Alternative splicing can have profound effects on the structure and function of the protein encoded by a gene. Many proteins are comprised of several domains, or modules, that serve a particular function. For example, one domain may help the protein bind to another protein, while another domain gives the protein enzymatic activity. By alternative splicing, exons, and, therefore, protein domains, can be mixed and matched, altering the nature of the protein. By regulating which splice patterns occur in which tissue types, an organism can fine-tune the action of a single gene so it can perform many different roles.
The various forms of a protein are known as isoforms. Isoforms are often tissue-specific. The dystrophin gene, for example, has one form in muscle and another in brain tissue. Defects in alternative splicing are associated with several important human diseases, including amyotrophic lateral sclerosis, dementia, and certain cancers.
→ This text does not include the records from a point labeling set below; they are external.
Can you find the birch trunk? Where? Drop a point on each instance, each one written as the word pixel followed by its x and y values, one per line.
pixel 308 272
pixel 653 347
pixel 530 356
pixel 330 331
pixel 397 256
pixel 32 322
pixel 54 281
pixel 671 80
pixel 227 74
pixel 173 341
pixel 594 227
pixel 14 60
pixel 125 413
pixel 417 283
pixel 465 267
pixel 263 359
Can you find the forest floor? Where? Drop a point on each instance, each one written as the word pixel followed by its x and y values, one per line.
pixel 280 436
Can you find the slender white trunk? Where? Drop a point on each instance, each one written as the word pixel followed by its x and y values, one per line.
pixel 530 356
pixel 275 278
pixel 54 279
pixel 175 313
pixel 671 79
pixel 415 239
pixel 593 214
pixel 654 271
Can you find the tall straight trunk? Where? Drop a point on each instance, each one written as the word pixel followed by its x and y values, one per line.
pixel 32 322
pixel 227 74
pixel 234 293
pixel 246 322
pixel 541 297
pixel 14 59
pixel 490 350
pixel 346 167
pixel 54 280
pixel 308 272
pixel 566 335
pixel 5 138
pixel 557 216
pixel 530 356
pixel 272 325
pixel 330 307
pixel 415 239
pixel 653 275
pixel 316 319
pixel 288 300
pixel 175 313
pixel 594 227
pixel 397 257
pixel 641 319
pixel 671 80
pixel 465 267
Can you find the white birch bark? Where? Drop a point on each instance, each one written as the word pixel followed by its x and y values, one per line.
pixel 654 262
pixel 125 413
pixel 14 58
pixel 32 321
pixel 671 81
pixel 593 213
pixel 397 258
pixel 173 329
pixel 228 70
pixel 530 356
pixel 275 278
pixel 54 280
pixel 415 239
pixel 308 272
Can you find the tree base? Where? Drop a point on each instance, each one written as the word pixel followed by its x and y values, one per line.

Alternative splicing can also act to turn genes off or on. In mRNA, codons, consisting of three adjacent nucleotides , either encode an amino acid or signal the ribosome to stop synthesizing a polypeptide . Normally, exon sequences must not encode stop codons (AUG, UAG, or UAA) until after the final amino-acid-coding codon. Alternative splicing can introduce a stop codon in the beginning or middle of a protein-coding sequence, resulting in an mRNA that encodes a prematurely truncated polypeptide.
Human hearing offers a dramatic illustration of how important alternative splicing is in everyday life. Microscopic hair cells lining the inner ear vibrate when stimulated by sound. One of the proteins in the hair cells that plays a role in the hearing sensation is a calcium-activated potassium channel. The gene for this protein can generate more than five hundred different mRNA variants through alternative splicing. The resulting potassiumchannel proteins have slightly differing physiological properties. This is in part what tunes hair cells to different frequencies.
see also Gene; Proteins; RNA Processing; Transcription.
Paul J. Muhlrad
Alberts, Bruce, et al. Molecular Biology of the Cell, 4th ed. New York: Garland Science,2002.
Griffiths, Anthony J. F., et al. An Introduction to Genetic Analysis, 7th ed. New York: W. H. Freeman, 2000.
Lodish, Harvey, et al. Molecular Cell Biology, 4th ed. New York: W. H. Freeman, 2000.
The sensitivity of the human ear to a wide range of sound frequencies is due to alternative splicing of a potassium channel gene, giving rise to a set of related proteins whose exact form varies with the position in the cochlea.
The protozoan Trypanosome brucei, which causes African sleeping sickness, edits some of its messenger RNA molecules after they are transcribed. Uracil nucleotides are added in some locations in the mature RNA and deleted from others. Similar cases of RNA editing occur in other organisms, and even in humans. The human apolipoprotein B gene is edited in the intestine but not in the liver, leading to two distinct forms of the protein, serving different functions in the two organs.